Maggie

de Henry Hobson, 2014, ****

Alors voi­là, ça se passe au Kansas, il y a une épi­dé­mie de zom­bi­fi­ca­tion, et Maggie est tou­chée. Wade, son père, vient la cher­cher à l’hô­pi­tal pour la rame­ner en famille.

Certes, la mode est aux zom­bies, mais ceci n’est pas un film de zom­bie. C’est un film sur la fin de vie, avec une ambiance beau­coup plus proche de Les inva­sions bar­bares (en moins drôle) ou de Alabama Monroe (en moins bou­le­ver­sant) que de Zombie et autres Walking dead. Finalement, l’é­pi­dé­mie est utile pour l’as­pect social — Maggie peut deve­nir une menace pour sa famille et pour son entou­rage — et le côté zom­bie est utile pour mon­trer la pro­gres­sion de la mala­die, mais Maggie aurait pu être condam­née par beau­coup d’autres choses sans radi­ca­le­ment chan­ger le film. Le sujet, c’est sur­tout celui d’une jeune fille qui sait qu’elle va mou­rir et, à la fin, être dan­ge­reuse pour ses parents, et d’un père qui sait que sa fille va mou­rir et qu’à la fin, ça sera son bou­lot de s’as­su­rer qu’elle ne mette per­sonne en danger.

Cette ambiance natu­rel­le­ment lourde est excel­lem­ment sou­te­nue par des choix gra­phiques assez clas­siques, mais par­fai­te­ment maî­tri­sés : Lukas Ettlin, direc­teur de la pho­to­gra­phie, a fait un tra­vail magni­fique, jouant beau­coup sur la com­po­si­tion, les contrastes, les cou­leurs et les éclai­rages, que ce soit pour magni­fier un champ de blé ou pour sou­li­gner la sépa­ra­tion entre le duo père — fille et le reste du monde.

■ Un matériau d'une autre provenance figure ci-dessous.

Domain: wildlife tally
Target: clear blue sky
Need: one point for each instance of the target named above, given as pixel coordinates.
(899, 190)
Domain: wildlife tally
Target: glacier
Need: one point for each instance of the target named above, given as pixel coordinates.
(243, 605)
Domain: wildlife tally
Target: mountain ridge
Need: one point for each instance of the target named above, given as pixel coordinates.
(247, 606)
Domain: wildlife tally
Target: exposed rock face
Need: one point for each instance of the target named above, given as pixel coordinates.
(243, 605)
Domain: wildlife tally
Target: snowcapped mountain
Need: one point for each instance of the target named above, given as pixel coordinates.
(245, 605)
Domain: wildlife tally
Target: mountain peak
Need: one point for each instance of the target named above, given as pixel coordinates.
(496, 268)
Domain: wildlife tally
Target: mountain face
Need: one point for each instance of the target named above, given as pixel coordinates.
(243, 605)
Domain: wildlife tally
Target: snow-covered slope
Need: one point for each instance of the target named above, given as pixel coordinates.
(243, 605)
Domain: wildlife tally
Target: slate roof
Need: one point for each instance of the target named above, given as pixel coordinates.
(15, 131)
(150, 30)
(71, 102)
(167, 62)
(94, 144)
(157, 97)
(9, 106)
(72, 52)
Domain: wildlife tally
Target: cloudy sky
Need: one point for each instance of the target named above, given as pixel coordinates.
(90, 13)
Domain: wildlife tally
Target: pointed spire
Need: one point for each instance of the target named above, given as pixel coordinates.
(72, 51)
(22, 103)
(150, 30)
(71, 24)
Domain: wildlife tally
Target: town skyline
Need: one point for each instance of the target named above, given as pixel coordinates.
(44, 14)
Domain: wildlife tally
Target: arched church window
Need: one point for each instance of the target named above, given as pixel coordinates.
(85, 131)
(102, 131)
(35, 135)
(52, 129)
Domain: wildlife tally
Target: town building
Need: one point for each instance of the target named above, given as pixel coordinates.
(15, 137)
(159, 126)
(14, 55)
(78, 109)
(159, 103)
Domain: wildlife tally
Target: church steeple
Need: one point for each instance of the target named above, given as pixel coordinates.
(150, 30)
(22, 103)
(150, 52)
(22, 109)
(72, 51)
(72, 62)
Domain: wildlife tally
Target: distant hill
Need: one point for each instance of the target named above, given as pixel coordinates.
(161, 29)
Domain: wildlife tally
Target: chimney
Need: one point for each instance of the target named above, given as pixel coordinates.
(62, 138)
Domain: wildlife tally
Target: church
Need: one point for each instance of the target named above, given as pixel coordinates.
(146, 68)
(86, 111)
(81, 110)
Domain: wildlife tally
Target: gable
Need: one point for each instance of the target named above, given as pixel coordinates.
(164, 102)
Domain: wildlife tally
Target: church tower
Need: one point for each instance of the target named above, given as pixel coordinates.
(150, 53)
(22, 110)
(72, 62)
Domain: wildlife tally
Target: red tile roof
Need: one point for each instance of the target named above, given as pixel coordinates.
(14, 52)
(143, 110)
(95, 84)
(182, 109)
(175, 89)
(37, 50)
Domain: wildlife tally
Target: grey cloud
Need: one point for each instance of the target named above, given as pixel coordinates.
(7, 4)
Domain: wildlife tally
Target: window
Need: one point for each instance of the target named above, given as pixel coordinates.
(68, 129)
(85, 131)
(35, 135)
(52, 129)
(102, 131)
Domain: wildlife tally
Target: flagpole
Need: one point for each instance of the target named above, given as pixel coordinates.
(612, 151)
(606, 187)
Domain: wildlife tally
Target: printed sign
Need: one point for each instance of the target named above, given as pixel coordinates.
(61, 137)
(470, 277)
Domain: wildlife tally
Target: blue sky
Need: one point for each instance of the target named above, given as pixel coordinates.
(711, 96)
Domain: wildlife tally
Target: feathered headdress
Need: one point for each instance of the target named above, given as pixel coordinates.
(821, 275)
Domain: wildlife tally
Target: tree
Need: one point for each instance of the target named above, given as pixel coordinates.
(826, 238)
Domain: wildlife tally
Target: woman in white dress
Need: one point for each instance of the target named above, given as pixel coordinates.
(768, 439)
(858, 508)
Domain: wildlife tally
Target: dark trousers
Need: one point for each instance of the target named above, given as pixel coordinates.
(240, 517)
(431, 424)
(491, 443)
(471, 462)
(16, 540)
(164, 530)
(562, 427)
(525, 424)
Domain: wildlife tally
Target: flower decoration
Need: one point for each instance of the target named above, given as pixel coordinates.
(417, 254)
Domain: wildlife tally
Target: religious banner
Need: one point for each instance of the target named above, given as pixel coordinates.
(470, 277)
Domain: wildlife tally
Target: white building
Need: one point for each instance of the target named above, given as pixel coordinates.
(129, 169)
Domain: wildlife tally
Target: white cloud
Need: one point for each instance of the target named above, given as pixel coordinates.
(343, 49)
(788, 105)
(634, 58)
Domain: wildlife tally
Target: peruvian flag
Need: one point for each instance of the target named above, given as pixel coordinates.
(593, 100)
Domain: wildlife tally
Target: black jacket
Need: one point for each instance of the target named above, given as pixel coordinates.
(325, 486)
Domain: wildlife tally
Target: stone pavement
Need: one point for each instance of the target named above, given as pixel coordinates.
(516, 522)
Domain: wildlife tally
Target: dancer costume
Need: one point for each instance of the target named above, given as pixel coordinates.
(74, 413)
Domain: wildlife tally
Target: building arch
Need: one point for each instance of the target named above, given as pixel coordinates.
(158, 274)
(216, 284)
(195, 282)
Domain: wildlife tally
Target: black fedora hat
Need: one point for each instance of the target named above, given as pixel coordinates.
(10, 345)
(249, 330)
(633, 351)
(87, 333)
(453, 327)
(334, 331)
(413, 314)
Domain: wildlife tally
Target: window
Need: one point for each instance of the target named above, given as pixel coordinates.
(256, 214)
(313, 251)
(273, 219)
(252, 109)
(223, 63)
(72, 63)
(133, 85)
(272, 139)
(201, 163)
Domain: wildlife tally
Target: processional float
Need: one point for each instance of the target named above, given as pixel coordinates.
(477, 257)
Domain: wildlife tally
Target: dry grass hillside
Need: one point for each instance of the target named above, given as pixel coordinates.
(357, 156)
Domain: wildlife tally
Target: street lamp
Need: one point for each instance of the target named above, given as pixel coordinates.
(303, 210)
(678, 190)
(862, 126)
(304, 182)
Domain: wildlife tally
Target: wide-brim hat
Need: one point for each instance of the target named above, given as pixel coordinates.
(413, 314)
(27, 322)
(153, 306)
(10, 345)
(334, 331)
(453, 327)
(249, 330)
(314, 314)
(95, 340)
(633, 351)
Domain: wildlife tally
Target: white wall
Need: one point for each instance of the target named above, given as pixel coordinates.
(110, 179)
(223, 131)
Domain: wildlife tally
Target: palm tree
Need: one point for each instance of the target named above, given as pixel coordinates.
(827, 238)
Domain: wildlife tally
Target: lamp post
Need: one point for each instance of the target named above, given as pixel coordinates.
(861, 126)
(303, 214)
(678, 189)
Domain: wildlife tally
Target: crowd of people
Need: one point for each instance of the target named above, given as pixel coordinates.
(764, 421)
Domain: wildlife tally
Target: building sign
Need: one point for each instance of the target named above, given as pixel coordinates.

Le résul­tat est splen­dide et tranche agréa­ble­ment dans un pay­sage ciné­ma­to­gra­phique trop sou­vent assez homogène.

Go to sleep, little baby: your mamma's gone away and your daddy's gonna stay… photo Metropolitan FilmExport
Go to sleep, lit­tle baby : your mam­ma’s gone away and your dad­dy’s gon­na stay… pho­to Metropolitan FilmExport

Les acteurs, enfin, tiennent très bien leur rang ; on ne don­ne­ra d’Oscar à aucun d’entre eux pour ce film, mais les per­for­mances sont hono­rables et tout à fait cré­dibles. Schwarzenegger est éton­nam­ment bon, et même par­fois tou­chant ; c’est sans doute une très grande injus­tice que de savoir qu’on retien­dra tou­jours ses rôles dans Terminator, L’effaceur, Total recall ou même La course au jouet, alors qu’il aura tout de même tenu un vrai bon rôle, auquel son jeu sobre aura don­né une cer­taine pro­fon­deur et une jus­tesse délicate.

L’ensemble est lent, contem­pla­tif, beau, tendre et tou­chant par­fois, dur et sai­gnant de temps en temps, et repose sur une ambiance soli­de­ment déses­pé­rée éclair­cie de quelques fous rires épars. Peut-être pas un chef-d’œuvre abso­lu, mais un petit bijou dis­cret et fort réussi.

(Ah, y’a tout de même un ou deux faux rac­cords, dont un plan où la main gauche de Maggie, abî­mée un peu plus tôt, est visi­ble­ment indemne. Rien de méchant, mais ça peut surprendre.)